Yesterday I had a terrifying reminder of just how vulnerable we actually are. As I drove over the Mace overpass, Davis blanketed by cool smoke and noxious ash, I suddenly saw to the east, not far away, a new and fresh column of smoke rising into the air. Then I saw flames. It was close, seemingly to the west of the levee at the Yolo Basin and it appeared to have been a backburn, but it was a reminder – there is not much standing in the way of disaster should the next fire come our way.
The next major fire could be here. We saw what happened last fall in Napa, we saw recently at Berryessa, and we are seeing it now with a number of simultaneous fires, the worst devastating residential neighborhoods in Redding.
Are we ready if – no, make that when – it comes here? One of the enduring memories from my childhood, 1985, I remember the Fourth of July that year, watching flames at the end of the street in the far off distance. A week or so later, we would get the call, evacuation and heading off to friends near the cooler and less smoky coast. That night we watched flames on the ridge burn, not far from our house.
There was burnt brush at the top of our street when we returned and burnt brush at the bottom of our street. But no residential houses burned. It was miraculous in a way.
That was 1985. Things seem so much worse now, and I wonder if our home would have survived had it been now as opposed to then.
It’s not even late summer/early fall yet. And we are already overwhelmed.
The editorial today in the Bee paints the picture: “As we face yet another summer of towering firestorms and overmatched first responders, it is becoming clear that we must radically improve emergency preparation in California. Summer has been a death march and July isn’t even done.”
Overmatched is a good word. That was the sense last fall in Napa. That is the sense this Thursday in Redding. The firefighters – brave and hardworking – were overmatched and overwhelmed.
Writes the Bee, “On Thursday evening, the wind-driven Carr Fire rushed into residential neighborhoods in Redding, bringing a one-two punch of thick smoke and unpredictable ‘firenados’ that overwhelmed firefighters. At least two people were killed trying to beat back the blaze and, within hours, dozens of homes had burned to the ground.”
“There was literally a wall of flames coming into the city,” California Department of Forestry and Fire Protection Battalion Chief Jonathan Cox said Friday.
For so long, the specter of climate change was a looming nightmare. We debated it. It was a political football. We have our arguments for and against. The debate is over. The only question now is what we do.
The Bee writes: “This is climate change, for real and in real time.”
The Bee continues: “Still, it is sobering to witness how swiftly scientists’ worst predictions have come true, from the lethal heat wave gripping Japan to the record temperatures in Europe to the flames exploding near the Arctic Circle.”

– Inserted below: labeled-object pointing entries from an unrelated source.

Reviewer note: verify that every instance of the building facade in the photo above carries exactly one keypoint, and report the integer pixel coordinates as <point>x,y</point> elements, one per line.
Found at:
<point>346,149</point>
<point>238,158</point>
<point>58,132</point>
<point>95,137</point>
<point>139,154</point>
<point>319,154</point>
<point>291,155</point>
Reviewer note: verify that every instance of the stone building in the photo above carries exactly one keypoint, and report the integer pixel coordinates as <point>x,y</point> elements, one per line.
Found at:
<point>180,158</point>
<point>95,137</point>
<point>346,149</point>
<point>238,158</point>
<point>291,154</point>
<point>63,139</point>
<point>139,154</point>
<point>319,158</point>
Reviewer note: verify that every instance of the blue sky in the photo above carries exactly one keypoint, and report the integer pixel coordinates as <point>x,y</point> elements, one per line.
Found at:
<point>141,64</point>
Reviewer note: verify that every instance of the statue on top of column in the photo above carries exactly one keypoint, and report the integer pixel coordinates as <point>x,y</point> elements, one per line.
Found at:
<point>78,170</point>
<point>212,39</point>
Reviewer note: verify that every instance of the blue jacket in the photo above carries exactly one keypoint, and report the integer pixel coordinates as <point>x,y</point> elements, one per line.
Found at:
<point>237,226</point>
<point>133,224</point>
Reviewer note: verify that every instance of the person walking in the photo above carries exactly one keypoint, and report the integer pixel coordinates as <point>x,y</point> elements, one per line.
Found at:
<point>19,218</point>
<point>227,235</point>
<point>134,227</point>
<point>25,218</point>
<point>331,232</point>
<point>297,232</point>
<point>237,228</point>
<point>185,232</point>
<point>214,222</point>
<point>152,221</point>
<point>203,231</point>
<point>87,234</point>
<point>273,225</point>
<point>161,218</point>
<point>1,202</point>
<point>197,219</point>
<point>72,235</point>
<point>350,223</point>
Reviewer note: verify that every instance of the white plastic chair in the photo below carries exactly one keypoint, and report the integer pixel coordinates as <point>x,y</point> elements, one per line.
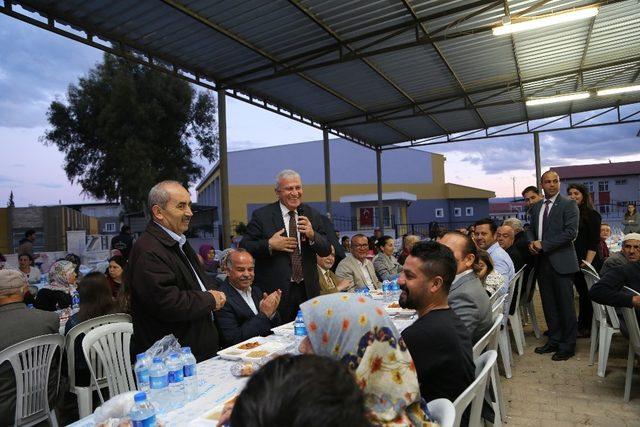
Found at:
<point>443,412</point>
<point>85,394</point>
<point>602,329</point>
<point>31,362</point>
<point>490,342</point>
<point>474,394</point>
<point>111,344</point>
<point>631,320</point>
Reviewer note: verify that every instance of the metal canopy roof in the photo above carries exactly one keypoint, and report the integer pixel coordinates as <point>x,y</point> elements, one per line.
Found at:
<point>377,72</point>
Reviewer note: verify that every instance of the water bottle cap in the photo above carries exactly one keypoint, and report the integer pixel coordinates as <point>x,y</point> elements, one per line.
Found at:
<point>140,397</point>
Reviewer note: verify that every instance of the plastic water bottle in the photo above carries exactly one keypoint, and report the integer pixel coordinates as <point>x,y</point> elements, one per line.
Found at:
<point>159,384</point>
<point>141,369</point>
<point>176,380</point>
<point>299,330</point>
<point>190,374</point>
<point>143,413</point>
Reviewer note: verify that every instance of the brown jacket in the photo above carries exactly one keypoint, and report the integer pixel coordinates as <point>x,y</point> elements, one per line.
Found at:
<point>166,297</point>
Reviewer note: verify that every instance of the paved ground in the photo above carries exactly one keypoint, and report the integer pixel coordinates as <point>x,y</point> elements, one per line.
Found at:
<point>547,393</point>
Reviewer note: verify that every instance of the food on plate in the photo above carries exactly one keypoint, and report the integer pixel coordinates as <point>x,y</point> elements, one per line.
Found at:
<point>258,353</point>
<point>248,345</point>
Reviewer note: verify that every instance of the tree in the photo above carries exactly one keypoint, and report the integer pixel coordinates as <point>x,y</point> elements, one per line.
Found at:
<point>126,127</point>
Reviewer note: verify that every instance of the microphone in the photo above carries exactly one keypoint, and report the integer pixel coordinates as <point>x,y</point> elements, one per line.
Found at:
<point>300,211</point>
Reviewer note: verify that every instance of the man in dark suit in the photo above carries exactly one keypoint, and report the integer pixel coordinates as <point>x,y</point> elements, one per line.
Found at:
<point>170,291</point>
<point>284,238</point>
<point>554,227</point>
<point>248,312</point>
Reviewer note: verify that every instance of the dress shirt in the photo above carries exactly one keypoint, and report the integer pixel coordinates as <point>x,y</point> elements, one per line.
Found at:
<point>181,239</point>
<point>502,261</point>
<point>541,214</point>
<point>246,296</point>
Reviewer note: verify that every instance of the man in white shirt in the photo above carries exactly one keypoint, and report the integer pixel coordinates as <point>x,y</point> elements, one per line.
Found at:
<point>248,311</point>
<point>357,270</point>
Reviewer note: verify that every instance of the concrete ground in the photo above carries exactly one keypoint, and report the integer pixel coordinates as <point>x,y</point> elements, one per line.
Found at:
<point>570,393</point>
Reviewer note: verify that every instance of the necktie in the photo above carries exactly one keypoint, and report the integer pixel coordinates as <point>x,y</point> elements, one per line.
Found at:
<point>545,215</point>
<point>296,259</point>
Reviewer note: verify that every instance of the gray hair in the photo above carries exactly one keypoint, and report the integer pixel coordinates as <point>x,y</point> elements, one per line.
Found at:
<point>158,195</point>
<point>287,173</point>
<point>514,223</point>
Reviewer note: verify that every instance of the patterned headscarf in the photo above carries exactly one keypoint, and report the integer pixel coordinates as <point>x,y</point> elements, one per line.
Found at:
<point>60,275</point>
<point>358,332</point>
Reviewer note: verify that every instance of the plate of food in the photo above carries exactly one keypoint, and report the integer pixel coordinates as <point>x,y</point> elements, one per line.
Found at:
<point>395,309</point>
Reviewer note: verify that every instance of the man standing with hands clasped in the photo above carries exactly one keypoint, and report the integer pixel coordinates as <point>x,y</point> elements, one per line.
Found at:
<point>284,238</point>
<point>554,223</point>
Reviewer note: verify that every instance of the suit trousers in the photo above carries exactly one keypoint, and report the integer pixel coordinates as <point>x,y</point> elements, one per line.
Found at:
<point>291,300</point>
<point>556,292</point>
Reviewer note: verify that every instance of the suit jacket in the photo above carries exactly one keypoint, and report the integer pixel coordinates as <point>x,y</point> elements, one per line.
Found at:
<point>273,270</point>
<point>561,230</point>
<point>349,269</point>
<point>166,297</point>
<point>325,286</point>
<point>236,320</point>
<point>470,302</point>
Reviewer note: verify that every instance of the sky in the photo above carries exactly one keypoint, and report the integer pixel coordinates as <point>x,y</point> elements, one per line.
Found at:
<point>36,67</point>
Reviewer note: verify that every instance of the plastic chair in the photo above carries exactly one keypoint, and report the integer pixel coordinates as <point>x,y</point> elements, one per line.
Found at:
<point>474,394</point>
<point>442,411</point>
<point>111,344</point>
<point>490,342</point>
<point>631,320</point>
<point>602,329</point>
<point>31,362</point>
<point>85,394</point>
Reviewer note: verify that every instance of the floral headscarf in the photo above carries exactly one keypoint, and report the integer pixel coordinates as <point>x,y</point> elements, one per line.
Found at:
<point>60,276</point>
<point>358,332</point>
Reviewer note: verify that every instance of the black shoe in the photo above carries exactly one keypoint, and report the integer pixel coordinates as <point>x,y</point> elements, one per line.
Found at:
<point>547,348</point>
<point>562,355</point>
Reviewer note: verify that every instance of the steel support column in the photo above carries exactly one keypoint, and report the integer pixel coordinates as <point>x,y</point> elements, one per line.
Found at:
<point>379,176</point>
<point>536,149</point>
<point>327,172</point>
<point>224,168</point>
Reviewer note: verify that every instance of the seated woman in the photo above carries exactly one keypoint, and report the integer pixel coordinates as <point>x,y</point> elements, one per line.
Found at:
<point>56,295</point>
<point>95,301</point>
<point>356,331</point>
<point>300,391</point>
<point>385,264</point>
<point>114,273</point>
<point>25,265</point>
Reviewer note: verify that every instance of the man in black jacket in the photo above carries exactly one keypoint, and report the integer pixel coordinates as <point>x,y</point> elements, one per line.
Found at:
<point>170,292</point>
<point>248,312</point>
<point>284,238</point>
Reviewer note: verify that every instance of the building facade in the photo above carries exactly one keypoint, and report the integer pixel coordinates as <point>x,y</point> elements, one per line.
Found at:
<point>414,188</point>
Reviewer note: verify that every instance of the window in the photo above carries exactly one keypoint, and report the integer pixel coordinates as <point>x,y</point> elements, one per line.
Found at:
<point>589,186</point>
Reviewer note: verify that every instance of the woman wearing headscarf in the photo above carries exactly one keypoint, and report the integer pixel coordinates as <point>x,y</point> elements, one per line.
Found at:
<point>358,332</point>
<point>206,256</point>
<point>56,294</point>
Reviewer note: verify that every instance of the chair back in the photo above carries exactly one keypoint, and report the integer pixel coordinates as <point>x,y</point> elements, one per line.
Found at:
<point>474,394</point>
<point>490,340</point>
<point>93,361</point>
<point>31,362</point>
<point>111,344</point>
<point>443,412</point>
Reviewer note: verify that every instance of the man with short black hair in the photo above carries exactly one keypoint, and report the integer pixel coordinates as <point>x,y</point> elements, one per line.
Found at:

Fire has always been a threat in California. But it’s worse now.
As the Bee notes: “Many in Redding, for example, weren’t ready for a wildfire capable of creating its own weather system in their neighborhoods. They thought flames could never jump the Sacramento River and get into the city, in large part, because it’s never happened.”
They continue: “But old rules no longer apply. Now everyone in California needs a plan to escape a natural disaster, and cities in fire zones especially need better emergency notification systems, better public education and better evacuation routes.”
There will be those who will continue the old debates on climate change. But why? The real question is how can we protect our homes, our community and our lives from the inevitability of the next firestorm?
Our council, in addition to passing ordinances limiting the use of straws, lowering the GHG (greenhouse gas) emissions, and making for better sustainability, have to plan what happens if a 50-foot-high wall of flames heads eastward from the west toward the neighborhoods on the west side of Davis or what happens if the wind shifts and a fire near the basin turns westward and heads our way and threatens the east side?
How do we get out of town? Do we have enough protection? Will we be the next town that is devastated by fires coming through in the middle of the night with little or no warning?
Those who lived in Santa Rosa faced that reality last October. Residents barely had enough time to jump into their cars. Some didn’t even make that.
The Bee paints a devastating picture of what happened next – damaged cell towers, and a system tied to landline phones which residents no longer have. The result was not only chaos, but disaster: “bumper-to-bumper traffic, unwieldy lines at gas stations and, tragically, people who never made it out alive.”
The Bee notes: “In Redding, many residents reported getting robocalls and text messages on their cellphones, telling them to evacuate. The result was better, but still chaotic. Police swarmed neighborhoods, running door to door. Again, there was bumper-to-bumper traffic, as residents who underestimated the wildfire’s reach waited to leave.”
We have one advantage here in Davis – we have time to plan because, unfortunately, we saw what happened in Santa Rosa and Redding before us.
The next fire will be something along lines which we have never seen before. We probably can’t prevent it at this point, we can only make plans to survive it.